I make art because I can't help it. My passion to chase storms is almost an addiction. If I see thunderheads, dust storms or lightning, I would have to be to the point of exhaustion to not head out after them. It's what I do.

I'm most productive when I've captured something on camera that I cannot wait to get home and edit. It could be an amazing portrait from a wedding, a ridiculously awesome lightning bolt, a time-lapse of a haboob rolling over Phoenix or a photo of my kids.

My inspiration wall is full of the best landscape, storm, and wedding photographers I can find. Seeing their work on a daily basis in turn helps inspire me to newer and better ways of doing things.

I've learned most from others. I'm a self-learner, so looking at thousands of photos on a daily basis is what put me on the right path. The more I realized what was the cream of the crop, the more I strived to imitate that, and in turn found my own voice.

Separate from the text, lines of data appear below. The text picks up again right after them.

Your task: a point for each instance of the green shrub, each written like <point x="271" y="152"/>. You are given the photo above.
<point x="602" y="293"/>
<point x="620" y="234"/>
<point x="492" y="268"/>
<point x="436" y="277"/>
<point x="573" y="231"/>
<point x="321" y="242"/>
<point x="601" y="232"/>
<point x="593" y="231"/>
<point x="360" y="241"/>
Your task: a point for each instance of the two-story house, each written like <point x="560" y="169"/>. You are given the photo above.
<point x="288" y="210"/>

Good work should always show who you are and what you are passionate about. When I first got that hunger to learn photography, I wanted to take photos of anything and everything. Now, six years later, I know who I am and what kind of images I want to make. Every photographer goes through that, but there should be something there that is unique to yourself, because good (or great) work come from the passion you have inside yourself to capture it or make it.

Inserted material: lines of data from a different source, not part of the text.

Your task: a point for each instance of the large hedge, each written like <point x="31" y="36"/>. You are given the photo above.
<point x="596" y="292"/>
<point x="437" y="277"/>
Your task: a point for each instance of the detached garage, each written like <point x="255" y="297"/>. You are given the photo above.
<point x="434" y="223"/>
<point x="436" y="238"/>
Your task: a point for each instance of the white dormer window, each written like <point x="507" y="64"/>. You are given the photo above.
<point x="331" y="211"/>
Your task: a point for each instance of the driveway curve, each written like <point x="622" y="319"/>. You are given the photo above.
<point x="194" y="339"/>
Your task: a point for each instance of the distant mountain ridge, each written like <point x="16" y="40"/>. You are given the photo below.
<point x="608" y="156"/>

The Phoenix creative scene could use more time. I'm a father with a wife and three kids, so when I'm not chasing storms, or shooting weddings all weekend, or busy working all day...I'm with them. I don't have much time to actually be on the "creative scene" as much as I'd like, so I don't know exactly what it needs. I do know that in my four years living in downtown Phoenix, I've met more artists than I ever imagined, many of them living right around this same area. Artists are moving in and turning the heart of the city into something beautiful. It's happening slowly, and we just need more time.